Luego vendrá estudiar los escenarios políticos en los que debe moverse de manera activa: las comparecencias parlamentarias, el entorno de la Unión Europea, los lazos con América Latina. Porque las alfombras mediáticas, las borda. Será el rey de los posados en los photocalls. También sabe que cualquier gesto constructivo, después del páramo marcado por la austeridad sádica de Cristóbal Montoro, será tomado como el maná.
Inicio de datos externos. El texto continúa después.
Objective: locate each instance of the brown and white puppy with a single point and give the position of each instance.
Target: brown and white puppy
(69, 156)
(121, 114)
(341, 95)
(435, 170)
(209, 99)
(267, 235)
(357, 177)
Así lo dijo en su visita sorpresa este sábado a la Feria del Libro: "La cultura ha estado maltratada y deprimida". Con poco, levantar el vuelo y la moral del sector será sencillo si no derrapa y lo hacen fenecer rápido en la hoguera todos aquellos que le han recibido desde la élite con esa mirada inequívoca por encima del hombro.